Large Leaved Cucumber Tree
Large-leaved Cucumber Tree (Magnolia macrophylla, Michx.)-A broad, round-headed tree, 30 to 50 feet high, with slender trunk and stout branches. Bark thin, smooth, grey, minutely scaly. Wood light, close textured, pale brown, weak; sap wood thick, yellow. Buds terminal, 1 1/2 to 2 inches long, blunt, covered with white silky hair; axillary small, flat. Leaves 16 to 30 inches long, obovate, rounded or acute at apex, broadened at base into ear-like lobes, or deeply cordate, margin entire; upper surface bright green, lining silvery white; petioles stout, 3 to 4 inches long, veins prominent. Flowers 10 to 12 inches across, bowl shaped, made of 6 white fleshy petals much broader than the 3 sepals. inner petals with purple spot at base. Fruit almost (globular, 2 to 3 inches long, turning red at maturity. Seeds 2/3 inch long. Preferred habitat, deep, fertile valleys, protected from wind. Distribution, foot hills of Alleghany Mountains in North Carolina, south to middle Florida, and west to southern Alabama, to northern Mississippi and Louisiana, and in central Arkansas; range not continuous, trees occur in small, detached groups.
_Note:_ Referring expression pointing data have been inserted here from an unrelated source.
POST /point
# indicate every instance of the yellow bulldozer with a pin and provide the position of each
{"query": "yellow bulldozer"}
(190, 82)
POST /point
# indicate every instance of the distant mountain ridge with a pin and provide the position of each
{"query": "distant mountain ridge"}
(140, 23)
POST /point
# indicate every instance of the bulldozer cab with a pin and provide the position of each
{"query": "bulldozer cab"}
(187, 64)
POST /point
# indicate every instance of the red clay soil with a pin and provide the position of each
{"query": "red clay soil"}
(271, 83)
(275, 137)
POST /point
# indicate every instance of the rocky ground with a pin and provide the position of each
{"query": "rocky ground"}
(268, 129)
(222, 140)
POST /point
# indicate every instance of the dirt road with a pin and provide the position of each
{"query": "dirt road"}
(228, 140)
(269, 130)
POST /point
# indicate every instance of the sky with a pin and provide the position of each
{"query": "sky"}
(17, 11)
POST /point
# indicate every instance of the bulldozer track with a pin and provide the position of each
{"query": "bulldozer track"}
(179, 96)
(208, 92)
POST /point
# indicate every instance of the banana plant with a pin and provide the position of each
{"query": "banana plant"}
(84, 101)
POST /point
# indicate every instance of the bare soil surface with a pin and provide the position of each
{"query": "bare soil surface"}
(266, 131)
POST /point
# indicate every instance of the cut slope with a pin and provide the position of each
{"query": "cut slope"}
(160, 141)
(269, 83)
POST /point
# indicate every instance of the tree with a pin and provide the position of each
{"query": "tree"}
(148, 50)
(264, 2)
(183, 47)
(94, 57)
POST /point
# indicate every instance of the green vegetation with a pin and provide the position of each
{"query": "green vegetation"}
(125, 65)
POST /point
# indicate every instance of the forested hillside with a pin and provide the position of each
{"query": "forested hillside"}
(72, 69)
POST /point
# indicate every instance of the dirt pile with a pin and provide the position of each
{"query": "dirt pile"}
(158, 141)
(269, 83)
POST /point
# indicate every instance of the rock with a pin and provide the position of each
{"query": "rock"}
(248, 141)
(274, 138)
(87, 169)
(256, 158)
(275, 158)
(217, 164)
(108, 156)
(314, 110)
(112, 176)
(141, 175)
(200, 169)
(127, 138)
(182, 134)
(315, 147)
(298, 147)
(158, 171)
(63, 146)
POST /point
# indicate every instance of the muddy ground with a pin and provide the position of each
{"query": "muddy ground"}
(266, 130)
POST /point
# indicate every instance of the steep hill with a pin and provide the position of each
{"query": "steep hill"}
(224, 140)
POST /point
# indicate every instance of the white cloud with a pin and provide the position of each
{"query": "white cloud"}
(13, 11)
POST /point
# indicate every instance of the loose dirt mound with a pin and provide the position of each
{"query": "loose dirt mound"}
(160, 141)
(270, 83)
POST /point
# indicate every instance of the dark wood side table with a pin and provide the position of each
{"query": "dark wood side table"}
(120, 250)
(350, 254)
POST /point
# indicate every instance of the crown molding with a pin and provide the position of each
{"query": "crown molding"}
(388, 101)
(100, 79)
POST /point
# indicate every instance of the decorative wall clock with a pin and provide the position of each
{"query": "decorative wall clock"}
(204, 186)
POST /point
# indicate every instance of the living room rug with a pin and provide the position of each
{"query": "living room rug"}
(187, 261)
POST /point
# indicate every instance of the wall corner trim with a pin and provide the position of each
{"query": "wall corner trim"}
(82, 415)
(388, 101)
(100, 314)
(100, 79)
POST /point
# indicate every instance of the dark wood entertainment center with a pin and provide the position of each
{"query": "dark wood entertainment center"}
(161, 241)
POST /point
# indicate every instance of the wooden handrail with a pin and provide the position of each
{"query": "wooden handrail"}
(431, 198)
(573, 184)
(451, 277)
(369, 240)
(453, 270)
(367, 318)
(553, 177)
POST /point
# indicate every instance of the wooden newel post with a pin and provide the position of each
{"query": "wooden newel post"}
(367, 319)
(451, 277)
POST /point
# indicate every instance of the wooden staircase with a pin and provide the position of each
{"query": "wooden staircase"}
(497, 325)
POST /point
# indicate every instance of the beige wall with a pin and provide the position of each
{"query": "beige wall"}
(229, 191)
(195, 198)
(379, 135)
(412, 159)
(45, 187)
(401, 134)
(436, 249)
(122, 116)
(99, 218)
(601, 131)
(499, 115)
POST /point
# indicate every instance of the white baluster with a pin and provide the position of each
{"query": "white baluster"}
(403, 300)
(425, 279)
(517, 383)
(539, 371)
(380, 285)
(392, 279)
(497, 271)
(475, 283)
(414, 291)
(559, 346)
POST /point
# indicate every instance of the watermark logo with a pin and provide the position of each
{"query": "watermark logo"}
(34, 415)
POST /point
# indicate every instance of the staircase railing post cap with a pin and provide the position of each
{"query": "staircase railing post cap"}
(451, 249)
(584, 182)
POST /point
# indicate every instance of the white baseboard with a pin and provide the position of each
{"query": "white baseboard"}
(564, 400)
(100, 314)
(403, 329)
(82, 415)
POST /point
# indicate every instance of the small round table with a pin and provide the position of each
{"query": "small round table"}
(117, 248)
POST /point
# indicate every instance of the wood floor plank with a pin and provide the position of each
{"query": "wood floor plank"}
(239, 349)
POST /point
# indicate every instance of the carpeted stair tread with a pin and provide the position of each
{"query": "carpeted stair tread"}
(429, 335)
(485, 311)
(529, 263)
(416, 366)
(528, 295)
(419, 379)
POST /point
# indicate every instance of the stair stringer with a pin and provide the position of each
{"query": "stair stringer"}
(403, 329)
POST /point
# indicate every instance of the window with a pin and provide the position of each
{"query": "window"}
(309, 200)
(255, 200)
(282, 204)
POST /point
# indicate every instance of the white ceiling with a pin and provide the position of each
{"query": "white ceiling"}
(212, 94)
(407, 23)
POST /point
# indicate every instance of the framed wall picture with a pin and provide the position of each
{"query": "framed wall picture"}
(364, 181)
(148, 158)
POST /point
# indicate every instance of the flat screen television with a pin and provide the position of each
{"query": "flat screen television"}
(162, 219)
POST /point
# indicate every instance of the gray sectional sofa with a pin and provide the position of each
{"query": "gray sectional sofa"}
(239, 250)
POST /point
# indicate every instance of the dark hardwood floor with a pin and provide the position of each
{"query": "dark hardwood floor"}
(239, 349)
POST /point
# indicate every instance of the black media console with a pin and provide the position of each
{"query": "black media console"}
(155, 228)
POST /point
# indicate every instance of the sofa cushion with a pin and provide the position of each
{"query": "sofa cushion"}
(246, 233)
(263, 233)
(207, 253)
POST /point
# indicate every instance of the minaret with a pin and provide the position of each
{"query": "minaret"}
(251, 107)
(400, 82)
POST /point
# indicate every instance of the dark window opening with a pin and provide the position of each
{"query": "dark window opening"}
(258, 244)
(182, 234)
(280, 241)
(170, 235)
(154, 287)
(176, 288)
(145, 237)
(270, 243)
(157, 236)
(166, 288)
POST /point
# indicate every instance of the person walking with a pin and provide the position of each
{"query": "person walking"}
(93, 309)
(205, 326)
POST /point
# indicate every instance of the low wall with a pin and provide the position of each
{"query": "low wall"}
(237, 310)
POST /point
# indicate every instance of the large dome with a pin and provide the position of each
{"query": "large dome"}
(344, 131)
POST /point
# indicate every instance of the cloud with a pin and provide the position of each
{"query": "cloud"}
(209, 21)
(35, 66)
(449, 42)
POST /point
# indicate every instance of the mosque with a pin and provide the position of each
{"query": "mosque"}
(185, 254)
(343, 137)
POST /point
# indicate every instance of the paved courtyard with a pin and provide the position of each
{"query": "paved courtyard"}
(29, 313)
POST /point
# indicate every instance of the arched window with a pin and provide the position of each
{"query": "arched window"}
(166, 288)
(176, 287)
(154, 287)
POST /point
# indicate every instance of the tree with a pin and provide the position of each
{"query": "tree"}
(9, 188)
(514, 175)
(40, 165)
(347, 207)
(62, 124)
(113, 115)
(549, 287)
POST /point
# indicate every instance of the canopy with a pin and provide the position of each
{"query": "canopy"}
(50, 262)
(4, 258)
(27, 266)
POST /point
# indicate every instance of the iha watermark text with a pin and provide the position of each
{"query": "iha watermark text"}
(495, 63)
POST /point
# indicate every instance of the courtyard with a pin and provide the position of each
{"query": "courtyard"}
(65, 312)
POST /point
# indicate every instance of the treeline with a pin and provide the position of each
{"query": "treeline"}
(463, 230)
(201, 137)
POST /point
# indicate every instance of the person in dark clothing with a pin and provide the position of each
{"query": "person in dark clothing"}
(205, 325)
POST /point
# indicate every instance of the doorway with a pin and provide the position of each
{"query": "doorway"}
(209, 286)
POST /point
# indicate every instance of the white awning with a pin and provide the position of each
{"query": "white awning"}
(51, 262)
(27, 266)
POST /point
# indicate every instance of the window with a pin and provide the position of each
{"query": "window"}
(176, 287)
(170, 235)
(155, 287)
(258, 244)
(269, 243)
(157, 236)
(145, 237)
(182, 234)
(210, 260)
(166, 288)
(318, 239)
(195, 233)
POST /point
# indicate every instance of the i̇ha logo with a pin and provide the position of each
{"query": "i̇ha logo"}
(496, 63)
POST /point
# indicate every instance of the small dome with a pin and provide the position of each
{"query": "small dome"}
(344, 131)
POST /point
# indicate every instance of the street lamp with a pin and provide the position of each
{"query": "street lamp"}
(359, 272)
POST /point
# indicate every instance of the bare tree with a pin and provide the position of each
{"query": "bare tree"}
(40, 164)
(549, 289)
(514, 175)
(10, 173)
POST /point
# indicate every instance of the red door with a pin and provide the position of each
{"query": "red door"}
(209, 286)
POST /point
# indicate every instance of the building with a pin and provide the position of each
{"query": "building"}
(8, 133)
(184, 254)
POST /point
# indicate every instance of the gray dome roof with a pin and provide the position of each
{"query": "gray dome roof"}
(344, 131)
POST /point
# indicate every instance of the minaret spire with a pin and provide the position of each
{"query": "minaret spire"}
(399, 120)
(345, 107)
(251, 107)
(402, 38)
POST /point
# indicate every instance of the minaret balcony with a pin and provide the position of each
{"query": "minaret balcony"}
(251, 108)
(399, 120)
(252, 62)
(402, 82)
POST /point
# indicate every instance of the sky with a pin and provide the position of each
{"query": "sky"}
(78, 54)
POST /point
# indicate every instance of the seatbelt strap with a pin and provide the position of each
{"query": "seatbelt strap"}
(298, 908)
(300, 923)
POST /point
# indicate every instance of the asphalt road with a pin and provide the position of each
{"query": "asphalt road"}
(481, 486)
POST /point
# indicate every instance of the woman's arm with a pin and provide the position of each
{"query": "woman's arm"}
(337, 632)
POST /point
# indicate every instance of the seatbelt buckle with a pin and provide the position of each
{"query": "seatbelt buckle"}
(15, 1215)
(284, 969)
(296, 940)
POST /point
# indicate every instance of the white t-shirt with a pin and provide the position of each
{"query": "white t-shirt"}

Uses: Cultivated as an ornamental tree in Europe and America. Hardy to Boston.This species excels all other magnolias in the size of its leaves and flowers. The leaves are almost a yard long. In fact, no tree of simple leaf approaches it outside of the tropics. It is the remarkable size of its leaves and flowers that commends this tree to planters. Of beauty we cannot credit it with quality to match its size. A flower as big as a man's head is sure to be lacking in delicacy. There is a dash of purple at the base of the inner row of petals. The wind lashes the broad leaves into ribbons early in summer, and every twig or leaf that touches a petal mars it with a brown bruise. So the flowers soon spread wide open and become discoloured. Two fine young specimens stand in front of the Museum of the Arnold Arboretum, Boston. The protection of the building and the border planting are not sufficient to defend these trees from the common fate of all plants which offer an unusual expanse of leaf surface in a region where winds are frequent and strong. Though but a dozen feet high these trees have already bloomed freely. The silvery leaf linings tend to obscure the white flowers in spite of their extraordinary size.
People who desire to plant this magnolia do well to shelter it from wind and cold. At best it is but half hardy in the North. It is a curiosity. Prominent situations are better filled by species of tried hardiness, whose beauty is admitted to be a joy at any season.